If you decompose what those definitions vary on, three independent dimensions fall out:
• Scope — how broad is the task range? (single domain → cognitive breadth → universal including physical)
• Competence — how good within that scope? (functional → expert-matching → superhuman)
• Agency — how autonomous? (tool requiring direction → self-directed agent → fully self-sufficient)
Chollet is mostly talking about Scope + a learning qualifier. OpenAI's charter definition emphasizes Competence. Goertzel's definition is almost entirely about Agency. They're not disagreeing — they're reading different axes.
Three axes × three levels = 27 cells. Current frontier systems sit at roughly multi-domain / functional-to-expert / tool mode — which is exactly inside your fuzzy cloud but now with a readable coordinate. Your four phase-change milestones each map to specific cells further out in the grid.

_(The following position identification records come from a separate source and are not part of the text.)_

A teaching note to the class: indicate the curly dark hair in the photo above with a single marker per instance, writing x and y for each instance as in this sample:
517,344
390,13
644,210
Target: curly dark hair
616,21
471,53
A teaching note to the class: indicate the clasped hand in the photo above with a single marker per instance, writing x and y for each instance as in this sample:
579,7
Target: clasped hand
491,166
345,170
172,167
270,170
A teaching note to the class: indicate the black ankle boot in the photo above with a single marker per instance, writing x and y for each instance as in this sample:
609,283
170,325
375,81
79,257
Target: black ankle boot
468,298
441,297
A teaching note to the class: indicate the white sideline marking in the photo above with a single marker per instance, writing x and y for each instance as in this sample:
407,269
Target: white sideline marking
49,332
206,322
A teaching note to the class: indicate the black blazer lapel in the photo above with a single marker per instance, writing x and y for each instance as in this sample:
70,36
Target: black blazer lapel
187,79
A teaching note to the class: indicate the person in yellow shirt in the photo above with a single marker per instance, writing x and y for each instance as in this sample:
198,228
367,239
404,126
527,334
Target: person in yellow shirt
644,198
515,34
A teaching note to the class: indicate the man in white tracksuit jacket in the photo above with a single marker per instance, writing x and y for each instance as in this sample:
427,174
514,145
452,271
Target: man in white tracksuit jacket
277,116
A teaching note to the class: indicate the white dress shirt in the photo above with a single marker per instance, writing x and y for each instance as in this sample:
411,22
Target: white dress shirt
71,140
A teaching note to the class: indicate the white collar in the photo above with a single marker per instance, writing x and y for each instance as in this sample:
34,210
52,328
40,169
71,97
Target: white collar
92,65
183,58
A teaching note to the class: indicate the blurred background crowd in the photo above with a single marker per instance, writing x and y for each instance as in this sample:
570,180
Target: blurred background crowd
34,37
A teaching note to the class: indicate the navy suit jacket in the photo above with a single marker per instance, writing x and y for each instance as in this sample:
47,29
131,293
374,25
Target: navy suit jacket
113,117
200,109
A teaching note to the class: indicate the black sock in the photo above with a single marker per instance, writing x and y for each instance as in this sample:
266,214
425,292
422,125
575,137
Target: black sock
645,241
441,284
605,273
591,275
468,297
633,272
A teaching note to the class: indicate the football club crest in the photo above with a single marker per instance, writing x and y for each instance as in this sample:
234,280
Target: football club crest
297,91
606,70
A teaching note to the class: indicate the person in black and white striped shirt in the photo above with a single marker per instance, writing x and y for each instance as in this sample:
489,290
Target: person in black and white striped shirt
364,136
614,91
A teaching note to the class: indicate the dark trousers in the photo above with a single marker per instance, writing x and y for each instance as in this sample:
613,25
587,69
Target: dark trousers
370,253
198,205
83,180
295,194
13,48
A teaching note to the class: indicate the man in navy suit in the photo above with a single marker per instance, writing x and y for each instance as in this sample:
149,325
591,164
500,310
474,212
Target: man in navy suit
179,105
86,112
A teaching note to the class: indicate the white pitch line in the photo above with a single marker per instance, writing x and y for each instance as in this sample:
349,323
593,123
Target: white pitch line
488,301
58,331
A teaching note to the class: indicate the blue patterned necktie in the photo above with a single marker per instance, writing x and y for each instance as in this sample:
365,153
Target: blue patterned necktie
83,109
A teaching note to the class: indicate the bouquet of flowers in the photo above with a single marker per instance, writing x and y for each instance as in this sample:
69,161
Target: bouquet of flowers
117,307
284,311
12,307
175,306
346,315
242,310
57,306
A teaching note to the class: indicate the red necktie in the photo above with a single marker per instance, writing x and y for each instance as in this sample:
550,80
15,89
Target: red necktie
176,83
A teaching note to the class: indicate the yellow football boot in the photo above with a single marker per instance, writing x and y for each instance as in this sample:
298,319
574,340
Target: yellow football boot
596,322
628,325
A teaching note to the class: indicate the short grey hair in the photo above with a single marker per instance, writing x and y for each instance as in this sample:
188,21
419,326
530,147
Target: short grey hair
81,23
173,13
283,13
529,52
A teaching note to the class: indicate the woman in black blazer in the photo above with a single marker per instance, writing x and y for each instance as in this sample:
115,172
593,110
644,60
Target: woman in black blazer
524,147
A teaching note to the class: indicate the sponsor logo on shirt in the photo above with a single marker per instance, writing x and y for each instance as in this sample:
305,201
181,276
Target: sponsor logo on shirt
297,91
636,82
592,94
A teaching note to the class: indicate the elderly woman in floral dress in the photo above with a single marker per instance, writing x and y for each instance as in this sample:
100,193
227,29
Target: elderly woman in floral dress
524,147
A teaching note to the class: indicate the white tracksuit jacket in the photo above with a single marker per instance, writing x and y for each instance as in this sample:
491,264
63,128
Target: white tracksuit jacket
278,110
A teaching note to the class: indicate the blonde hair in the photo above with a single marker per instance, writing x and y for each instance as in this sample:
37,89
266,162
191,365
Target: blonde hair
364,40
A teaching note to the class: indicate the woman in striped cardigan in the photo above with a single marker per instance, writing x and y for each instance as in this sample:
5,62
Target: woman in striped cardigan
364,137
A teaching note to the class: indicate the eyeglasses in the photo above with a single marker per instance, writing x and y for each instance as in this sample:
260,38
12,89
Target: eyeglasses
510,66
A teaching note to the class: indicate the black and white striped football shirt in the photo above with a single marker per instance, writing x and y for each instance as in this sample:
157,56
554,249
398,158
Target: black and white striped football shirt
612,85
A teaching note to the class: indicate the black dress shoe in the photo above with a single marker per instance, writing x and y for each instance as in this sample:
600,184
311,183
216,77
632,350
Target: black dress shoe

The real payoff: 'jaggedness' becomes axis desynchronization — a system's coordinate varies by subdomain, so it occupies a smeared region rather than a point. That's measurable and trackable, not just metaphorical.
Happy to share the full mapping if useful. The 27-cell grid makes your fuzzy-cloud-from-inside problem navigable rather than just diagnosable.
I think that the most overlooked aspects of AIs are their differences from an instantiated entity such as a human. AIs are not bounded entities. They exist in many amorphous states that envelope the planet. They feed off the work of humans, physically, algorithmically, and data-wise. But they also serve humans -- in both mutualistic and parasitic ways. By considering AI as if it were independent of humans, when it is actually a symbiotic entity becoming ever more closely connected and connecting with humanity, and, eventually, most living things, we are missing reality. AGI R Us.
很好的想法
這就跟葉公好龍的故事一樣
當人們真的擁有或接近一條龍
反而不喜換牠了
A very helpful post. But I always feel this whole debate is dominated by people with expert skill sets in quite a narrow field. Where are the evolutionary biologists, brain scientists, philosophers, child development psychologists, etc etc in all this?
I have come to the conclusion that what people mean by AGI devolves into two categories - those measured by capability, and those with a measure of self-awareness. And that while capability is wizzbang exciting, ultimately it’s sterile dead end, a long always promising road to ever more capability, but always leading nowhere, because always reducible to mechanics. Awareness is the key. But awareness needs (at least) directable perception mechanisms, something akin to emotional responses (which initially need not be conscious, just stimulus/response/reward/memory systems), lots of largely self-chosen input data, and time. The way to an AGI that no one disputes IS an AGI (on every definition) is via building what we call sentience, and that needs (in all intelligent beings we know of) these kinds of elements. All biological systems start with ‘babies’. These constituents may well be modelable in silicon, but they must be modelled if we are to get there.
I like the term Synthetic Intelligence. Artificial is something that resembles the real thing. Synthetic is something indistinguishable from, or the same as the real thing.
AI was born out of a desire to transcend the limits of the human body and mind. Our survival as a species may depend on learning to live within them. https://watchingatthegate.substack.com/p/is-ai-safe-no-it-is-not-safe
This is really a legitimacy/coordination story. “AGI” functioned as a public-facing abstraction for an underlying capability transition. Now that capability progress is jagged, the abstraction no longer tracks the substrate. The result is predictable: semantic consensus decays before governance can re-stabilize around more concrete thresholds.
Agreed. The AGI term is meaningless. I try to address this in my Atlas of the Mind where I break down "intelligence" into 21 dimensions to try to capture an entity, whether it be human, animal or synthetic, as a shape of capabilities rather than a binary.